It all started when he was thrown out of a game as a player for arguing an umpire’s call.

That moment unfolded when LaGrave was in his early 20s and playing first base for a team from St. Joan of Arc Parish in Indianapolis in an adult fast-pitch softball league. When the umpire missed an obvious call at first base because he was out of position, LaGrave bluntly told the ump about his mistake.

And when the ump said, “You do the ball playing, let me do the umpiring,” LaGrave replied, “As bad as you’re doing, I could do both.”

The umpire tossed LaGrave out of the game, and as they talked about the call after the game, the ump told him, “If you think you can do better, here’s a number to get into it.”

LaGrave took the phone number to start the process of becoming an umpire, called it and by the next spring, he was umpiring his first game—a CYO baseball game on the diamond at St. Mark the Evangelist Parish in Indianapolis.

“I was just the one umpire, and I hustled all over the field,” recalls LaGrave, now 72. “I must have done good because they’ve kept asking me back. Ever since, I’ve always said, ‘It’s in my blood.’ I’m a born umpire.”

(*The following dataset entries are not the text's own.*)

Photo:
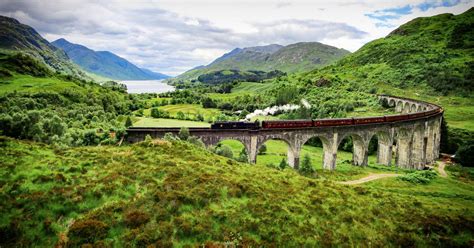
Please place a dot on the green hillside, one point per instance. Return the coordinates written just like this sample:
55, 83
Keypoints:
104, 63
164, 193
298, 57
15, 36
435, 53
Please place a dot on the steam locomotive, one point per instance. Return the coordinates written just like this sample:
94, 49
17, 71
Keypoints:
322, 122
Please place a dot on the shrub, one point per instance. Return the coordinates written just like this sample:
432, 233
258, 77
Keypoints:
283, 164
196, 141
418, 177
169, 137
128, 122
136, 218
465, 155
262, 149
243, 156
183, 133
306, 168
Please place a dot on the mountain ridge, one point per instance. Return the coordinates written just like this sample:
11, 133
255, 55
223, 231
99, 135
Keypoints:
297, 57
18, 37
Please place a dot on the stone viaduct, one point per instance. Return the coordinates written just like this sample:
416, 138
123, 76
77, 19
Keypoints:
411, 143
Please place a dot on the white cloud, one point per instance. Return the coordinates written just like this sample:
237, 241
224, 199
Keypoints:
173, 36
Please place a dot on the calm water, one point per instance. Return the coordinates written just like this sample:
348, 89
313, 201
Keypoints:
147, 86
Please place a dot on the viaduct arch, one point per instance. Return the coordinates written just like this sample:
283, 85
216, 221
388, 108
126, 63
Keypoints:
413, 141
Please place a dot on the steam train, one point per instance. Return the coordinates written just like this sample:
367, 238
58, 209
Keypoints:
322, 122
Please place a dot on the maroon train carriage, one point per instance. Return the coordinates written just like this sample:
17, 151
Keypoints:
369, 120
333, 122
394, 118
416, 115
287, 124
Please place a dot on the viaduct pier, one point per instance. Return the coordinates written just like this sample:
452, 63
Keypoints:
412, 136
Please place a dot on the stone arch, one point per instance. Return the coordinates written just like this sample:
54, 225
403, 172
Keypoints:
360, 147
406, 108
292, 151
243, 142
419, 147
404, 146
329, 154
392, 103
432, 140
384, 146
399, 106
413, 108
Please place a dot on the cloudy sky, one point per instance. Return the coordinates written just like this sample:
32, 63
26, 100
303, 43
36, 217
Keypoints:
176, 35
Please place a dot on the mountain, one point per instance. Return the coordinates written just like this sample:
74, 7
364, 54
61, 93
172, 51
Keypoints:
303, 56
17, 37
436, 53
105, 63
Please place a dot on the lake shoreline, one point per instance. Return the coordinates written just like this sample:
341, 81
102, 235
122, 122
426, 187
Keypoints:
147, 86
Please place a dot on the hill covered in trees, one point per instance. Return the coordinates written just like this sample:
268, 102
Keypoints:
298, 57
433, 52
18, 37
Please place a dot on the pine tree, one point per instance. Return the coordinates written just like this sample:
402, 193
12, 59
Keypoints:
128, 122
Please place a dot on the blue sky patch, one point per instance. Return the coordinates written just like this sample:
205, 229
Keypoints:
385, 15
435, 4
390, 13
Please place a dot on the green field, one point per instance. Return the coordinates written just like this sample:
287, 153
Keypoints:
191, 110
241, 89
158, 122
27, 83
165, 194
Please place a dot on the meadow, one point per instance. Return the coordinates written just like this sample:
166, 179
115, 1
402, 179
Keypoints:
160, 122
170, 193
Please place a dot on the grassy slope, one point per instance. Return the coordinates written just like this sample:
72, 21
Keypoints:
243, 88
158, 122
421, 59
179, 194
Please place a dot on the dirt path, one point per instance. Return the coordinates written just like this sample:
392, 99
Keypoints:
441, 170
369, 178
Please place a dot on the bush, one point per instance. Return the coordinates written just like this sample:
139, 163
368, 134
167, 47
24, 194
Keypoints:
128, 122
283, 164
243, 156
419, 177
136, 218
196, 141
465, 155
87, 231
183, 133
262, 150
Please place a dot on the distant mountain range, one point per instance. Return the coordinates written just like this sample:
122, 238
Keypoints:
436, 51
298, 57
18, 37
104, 63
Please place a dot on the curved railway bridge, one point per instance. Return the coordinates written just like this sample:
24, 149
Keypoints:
412, 136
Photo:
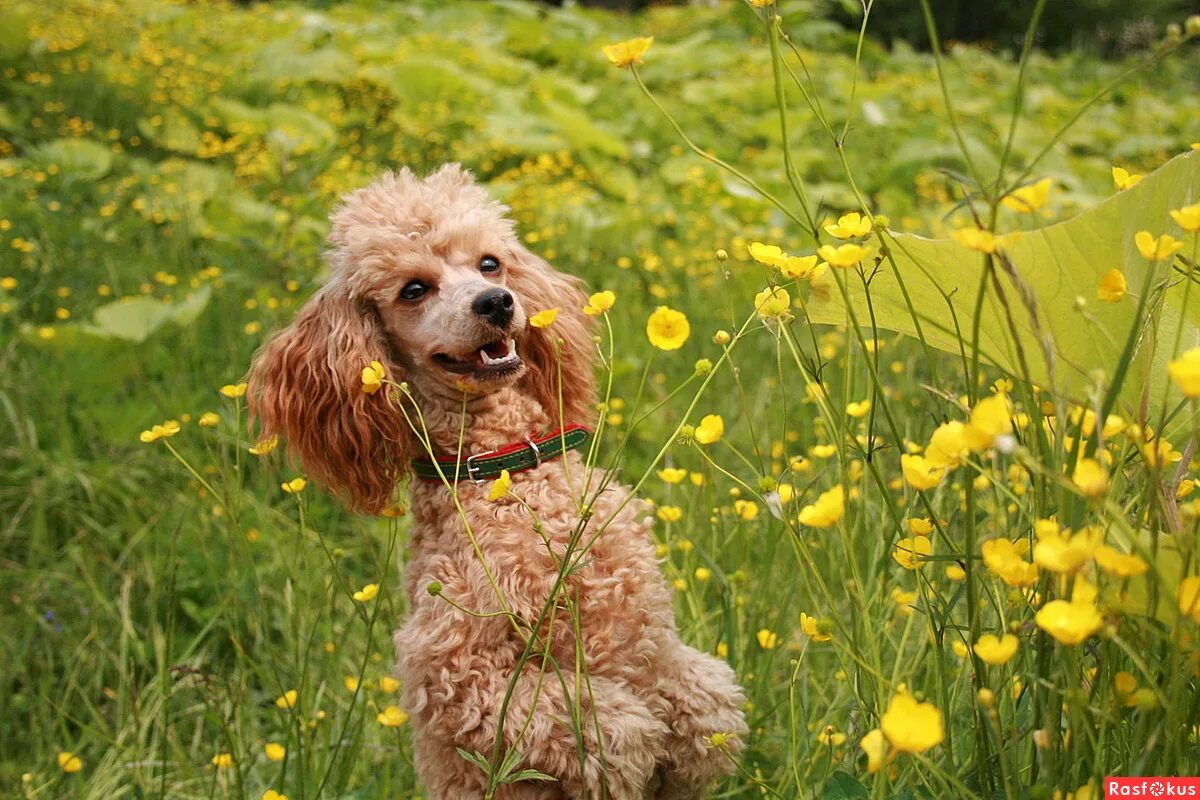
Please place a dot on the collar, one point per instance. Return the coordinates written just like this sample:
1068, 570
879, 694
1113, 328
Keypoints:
514, 457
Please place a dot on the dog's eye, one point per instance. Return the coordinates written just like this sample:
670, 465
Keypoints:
413, 290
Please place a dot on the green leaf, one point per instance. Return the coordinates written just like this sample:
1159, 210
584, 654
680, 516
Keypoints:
1051, 268
76, 157
841, 786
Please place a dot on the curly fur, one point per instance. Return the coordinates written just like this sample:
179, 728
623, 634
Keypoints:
648, 699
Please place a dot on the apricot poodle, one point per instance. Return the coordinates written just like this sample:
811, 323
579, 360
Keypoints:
540, 624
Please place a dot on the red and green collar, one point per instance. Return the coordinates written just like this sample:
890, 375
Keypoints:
514, 457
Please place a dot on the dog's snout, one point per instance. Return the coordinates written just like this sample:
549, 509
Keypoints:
495, 305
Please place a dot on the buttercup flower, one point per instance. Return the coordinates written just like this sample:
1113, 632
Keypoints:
1029, 198
391, 717
996, 650
850, 226
600, 302
1156, 250
844, 256
982, 241
772, 302
910, 726
1125, 179
69, 762
501, 486
1185, 372
628, 53
372, 377
544, 318
813, 629
1188, 217
366, 594
828, 509
910, 551
667, 329
711, 429
1113, 287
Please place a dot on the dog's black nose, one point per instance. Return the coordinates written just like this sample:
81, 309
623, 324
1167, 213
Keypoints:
496, 305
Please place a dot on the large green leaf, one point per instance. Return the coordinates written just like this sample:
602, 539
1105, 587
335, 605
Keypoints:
1050, 268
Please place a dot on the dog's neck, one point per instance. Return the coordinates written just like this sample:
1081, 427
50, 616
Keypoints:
485, 422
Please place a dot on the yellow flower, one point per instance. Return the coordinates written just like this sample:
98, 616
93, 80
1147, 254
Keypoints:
850, 226
919, 473
948, 445
1189, 597
745, 510
1091, 479
294, 486
829, 737
1069, 623
1188, 217
1113, 287
670, 513
544, 318
910, 726
264, 446
667, 329
367, 593
813, 629
1185, 372
921, 525
501, 486
165, 431
911, 549
1156, 250
628, 53
858, 409
996, 650
1062, 552
69, 762
772, 302
844, 256
1029, 198
391, 717
1117, 564
600, 302
982, 241
711, 429
876, 749
372, 377
1125, 179
990, 419
829, 507
672, 475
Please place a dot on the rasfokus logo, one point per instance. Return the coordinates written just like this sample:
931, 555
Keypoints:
1151, 787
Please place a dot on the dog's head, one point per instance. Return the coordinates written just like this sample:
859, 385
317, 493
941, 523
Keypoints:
429, 278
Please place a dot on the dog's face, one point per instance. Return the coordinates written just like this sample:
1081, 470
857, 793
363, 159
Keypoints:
429, 278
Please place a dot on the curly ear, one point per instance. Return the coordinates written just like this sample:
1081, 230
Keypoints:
561, 358
306, 384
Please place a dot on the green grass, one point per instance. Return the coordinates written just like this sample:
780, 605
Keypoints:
166, 172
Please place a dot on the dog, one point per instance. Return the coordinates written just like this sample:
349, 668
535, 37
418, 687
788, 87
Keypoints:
540, 624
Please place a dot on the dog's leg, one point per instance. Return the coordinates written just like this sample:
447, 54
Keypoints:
705, 698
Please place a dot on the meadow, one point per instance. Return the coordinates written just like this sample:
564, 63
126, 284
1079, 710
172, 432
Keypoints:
923, 464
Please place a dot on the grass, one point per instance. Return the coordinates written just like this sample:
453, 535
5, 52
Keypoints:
167, 170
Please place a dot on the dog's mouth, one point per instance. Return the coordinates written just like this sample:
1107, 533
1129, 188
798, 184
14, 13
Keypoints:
495, 360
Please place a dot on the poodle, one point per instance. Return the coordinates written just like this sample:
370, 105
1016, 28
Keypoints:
540, 637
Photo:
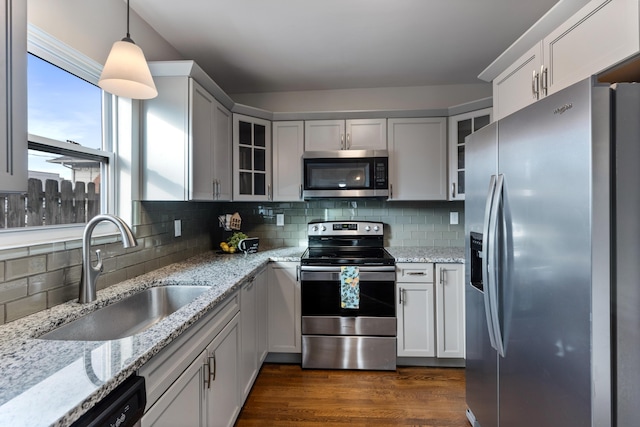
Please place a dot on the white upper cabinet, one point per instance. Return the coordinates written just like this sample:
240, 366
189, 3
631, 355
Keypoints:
251, 158
418, 159
186, 143
518, 86
13, 93
288, 147
601, 34
222, 172
360, 134
460, 127
450, 315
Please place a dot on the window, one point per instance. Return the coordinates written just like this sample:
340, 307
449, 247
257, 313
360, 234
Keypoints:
77, 145
67, 156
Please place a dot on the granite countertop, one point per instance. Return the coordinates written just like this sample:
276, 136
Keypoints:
427, 254
52, 383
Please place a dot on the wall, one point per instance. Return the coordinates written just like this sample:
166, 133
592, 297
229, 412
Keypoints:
38, 277
407, 223
390, 98
33, 278
91, 27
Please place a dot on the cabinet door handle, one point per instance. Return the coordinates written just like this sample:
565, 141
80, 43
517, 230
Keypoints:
443, 275
544, 80
207, 376
212, 372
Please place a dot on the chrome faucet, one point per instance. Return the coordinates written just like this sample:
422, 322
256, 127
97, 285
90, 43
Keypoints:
90, 273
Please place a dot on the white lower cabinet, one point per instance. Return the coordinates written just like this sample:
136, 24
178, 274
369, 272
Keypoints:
430, 310
180, 382
415, 311
252, 325
221, 376
182, 403
284, 322
450, 310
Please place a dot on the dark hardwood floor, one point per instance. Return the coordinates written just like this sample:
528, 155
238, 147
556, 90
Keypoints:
286, 395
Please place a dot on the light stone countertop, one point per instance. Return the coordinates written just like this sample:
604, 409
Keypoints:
45, 383
427, 254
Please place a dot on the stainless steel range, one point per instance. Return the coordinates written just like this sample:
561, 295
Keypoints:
348, 297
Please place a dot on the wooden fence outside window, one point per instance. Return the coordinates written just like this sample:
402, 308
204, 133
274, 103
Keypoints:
51, 206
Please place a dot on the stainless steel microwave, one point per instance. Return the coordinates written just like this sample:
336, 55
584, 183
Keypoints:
345, 173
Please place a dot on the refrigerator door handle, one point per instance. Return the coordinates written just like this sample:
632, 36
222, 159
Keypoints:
486, 249
492, 271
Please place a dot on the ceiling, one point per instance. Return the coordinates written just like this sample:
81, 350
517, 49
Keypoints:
285, 45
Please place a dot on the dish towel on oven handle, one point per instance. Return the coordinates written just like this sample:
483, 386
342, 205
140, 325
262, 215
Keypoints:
350, 287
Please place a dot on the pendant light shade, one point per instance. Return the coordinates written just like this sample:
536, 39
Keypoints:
126, 72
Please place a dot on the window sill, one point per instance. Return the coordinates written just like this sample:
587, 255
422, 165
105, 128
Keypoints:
29, 241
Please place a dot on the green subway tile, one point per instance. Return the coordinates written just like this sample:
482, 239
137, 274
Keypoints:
26, 306
24, 267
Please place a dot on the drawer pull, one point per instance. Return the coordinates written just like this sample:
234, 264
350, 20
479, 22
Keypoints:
212, 372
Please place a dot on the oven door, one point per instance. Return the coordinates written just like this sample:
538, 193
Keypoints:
322, 311
338, 338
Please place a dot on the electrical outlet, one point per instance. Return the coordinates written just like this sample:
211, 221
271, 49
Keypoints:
453, 218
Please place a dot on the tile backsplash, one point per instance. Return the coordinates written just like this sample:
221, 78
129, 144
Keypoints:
407, 223
38, 277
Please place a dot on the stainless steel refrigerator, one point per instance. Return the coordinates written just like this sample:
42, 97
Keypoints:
553, 262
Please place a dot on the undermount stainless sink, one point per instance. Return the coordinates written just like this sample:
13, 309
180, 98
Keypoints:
129, 316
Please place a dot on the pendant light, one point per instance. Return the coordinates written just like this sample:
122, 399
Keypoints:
126, 72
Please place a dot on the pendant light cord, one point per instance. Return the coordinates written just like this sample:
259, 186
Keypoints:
128, 35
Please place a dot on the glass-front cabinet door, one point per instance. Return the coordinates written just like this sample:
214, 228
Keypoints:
460, 127
252, 158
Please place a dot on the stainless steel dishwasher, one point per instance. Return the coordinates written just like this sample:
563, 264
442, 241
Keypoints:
123, 407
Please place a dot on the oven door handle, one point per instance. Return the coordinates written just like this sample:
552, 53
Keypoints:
332, 269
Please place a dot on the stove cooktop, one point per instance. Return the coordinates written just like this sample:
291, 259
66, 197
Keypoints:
347, 256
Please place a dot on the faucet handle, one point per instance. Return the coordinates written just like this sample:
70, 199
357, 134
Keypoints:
98, 266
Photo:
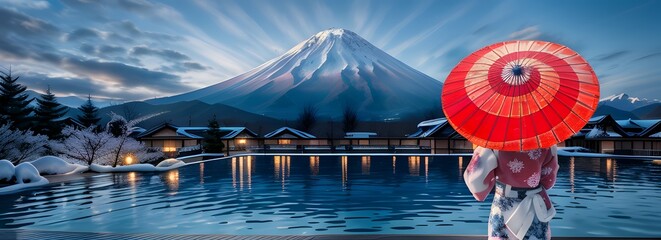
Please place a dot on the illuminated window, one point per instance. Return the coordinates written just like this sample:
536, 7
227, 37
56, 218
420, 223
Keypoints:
169, 149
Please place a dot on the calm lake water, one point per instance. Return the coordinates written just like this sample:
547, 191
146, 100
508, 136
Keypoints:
332, 195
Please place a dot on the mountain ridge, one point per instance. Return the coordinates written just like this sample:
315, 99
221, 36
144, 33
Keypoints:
332, 69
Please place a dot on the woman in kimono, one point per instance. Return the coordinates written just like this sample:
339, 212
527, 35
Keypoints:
521, 208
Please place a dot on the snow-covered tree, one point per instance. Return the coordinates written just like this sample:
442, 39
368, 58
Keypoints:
123, 145
14, 102
20, 145
85, 145
89, 115
212, 139
46, 113
349, 119
307, 119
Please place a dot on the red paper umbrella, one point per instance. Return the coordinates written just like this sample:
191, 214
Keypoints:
520, 95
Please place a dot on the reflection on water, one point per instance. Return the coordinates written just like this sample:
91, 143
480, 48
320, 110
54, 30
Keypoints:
611, 169
244, 195
365, 165
572, 166
172, 180
414, 165
314, 165
344, 161
461, 166
281, 168
201, 173
426, 169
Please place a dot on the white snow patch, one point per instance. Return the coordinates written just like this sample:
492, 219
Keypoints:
52, 165
27, 173
170, 162
6, 170
26, 176
136, 167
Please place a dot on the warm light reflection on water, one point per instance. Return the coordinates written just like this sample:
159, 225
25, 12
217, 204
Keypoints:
426, 169
201, 173
314, 165
281, 168
173, 180
611, 169
365, 165
414, 165
387, 201
572, 166
461, 167
344, 163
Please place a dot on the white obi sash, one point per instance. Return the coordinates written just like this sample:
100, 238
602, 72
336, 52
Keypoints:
530, 207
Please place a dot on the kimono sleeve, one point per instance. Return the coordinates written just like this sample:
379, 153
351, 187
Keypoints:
550, 169
480, 173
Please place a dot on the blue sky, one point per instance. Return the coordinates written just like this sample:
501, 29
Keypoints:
134, 49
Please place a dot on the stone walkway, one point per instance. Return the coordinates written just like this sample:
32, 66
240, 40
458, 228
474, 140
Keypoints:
6, 234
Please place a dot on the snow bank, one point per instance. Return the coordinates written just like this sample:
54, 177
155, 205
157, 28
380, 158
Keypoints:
170, 162
27, 176
137, 167
6, 170
54, 165
27, 173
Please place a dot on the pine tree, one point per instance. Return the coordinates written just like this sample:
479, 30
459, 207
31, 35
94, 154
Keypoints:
14, 102
89, 116
212, 140
46, 113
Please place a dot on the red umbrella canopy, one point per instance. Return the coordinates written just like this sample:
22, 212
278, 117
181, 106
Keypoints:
520, 95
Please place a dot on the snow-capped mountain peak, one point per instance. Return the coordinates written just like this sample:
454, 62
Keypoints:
625, 102
331, 69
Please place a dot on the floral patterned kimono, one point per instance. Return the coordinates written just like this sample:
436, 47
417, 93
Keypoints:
521, 208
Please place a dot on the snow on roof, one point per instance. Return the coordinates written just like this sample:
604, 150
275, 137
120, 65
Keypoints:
629, 123
296, 132
597, 118
196, 132
359, 134
189, 131
598, 133
432, 122
429, 127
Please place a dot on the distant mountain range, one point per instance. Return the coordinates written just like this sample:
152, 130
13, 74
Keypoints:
623, 106
74, 101
330, 70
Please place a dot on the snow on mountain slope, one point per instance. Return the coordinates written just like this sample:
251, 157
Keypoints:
625, 102
331, 69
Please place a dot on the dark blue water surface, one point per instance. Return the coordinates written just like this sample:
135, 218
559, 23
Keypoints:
332, 195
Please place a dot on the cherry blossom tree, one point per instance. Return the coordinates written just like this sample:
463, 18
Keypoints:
21, 145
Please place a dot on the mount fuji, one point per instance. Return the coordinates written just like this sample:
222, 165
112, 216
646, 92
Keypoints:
333, 69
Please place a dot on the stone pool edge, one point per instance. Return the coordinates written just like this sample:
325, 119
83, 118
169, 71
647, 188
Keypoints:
7, 234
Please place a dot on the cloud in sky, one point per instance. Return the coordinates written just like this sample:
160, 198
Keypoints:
163, 48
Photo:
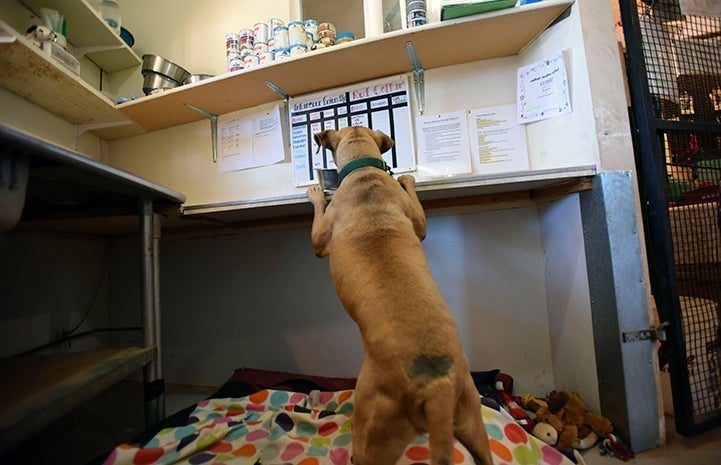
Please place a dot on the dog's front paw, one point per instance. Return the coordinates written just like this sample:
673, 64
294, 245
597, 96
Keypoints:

Since that first game 50 years ago, he has umped more than 17,000 games in softball, baseball and kickball in youth- and adult leagues, an umpiring journey that has taken him to 32 states in the country, and beyond—to Australia, Canada, Ireland and New Zealand.

He knows because he has kept 50 yearly calendars of all those games. And he insists that he has always strived to keep the same approach to every game during those five decades.

“I treat every game as important because I know it’s important to the teams,” says LaGrave, a member of St. Christopher Parish in Indianapolis.

A fun time in the epicenter of kickball

In late summer, there is no place LaGrave would rather be than back home in Indiana—to umpire kickball games.

And on a beautiful, sunny, late afternoon in August, he couldn’t wait to get to the kickball diamonds at

St. Jude School in Indianapolis, because he knew he was the umpire for one of those intense rivalry games that has long marked grade-school kickball on the south side of Indianapolis—the epicenter of kickball in the archdiocese and, some southsiders would add, “in the world.”

“These games you really get pumped up for,” LaGrave said before the matchup between the Cadet A teams from St. Jude and St. Barnabas Parish, also in Indianapolis.

People were also pumped up to see that he was umpiring this rivalry game.

“I’ve been doing this for 30 years, and he’s one of my favorites,” said Joan Bartley, the scorekeeper for the St. Jude Cadet A team and a coach for the parish’s fifth- and sixth-grade team. “He knows the game, and he’s good to the girls. And he treats everybody with respect. He’s just great.”

After the girls on the St. Jude team joined in unison to sing the national anthem before the game, LaGrave strode across the diamond to take his place of command behind the pitcher’s circle. And then the fun and the intensity began.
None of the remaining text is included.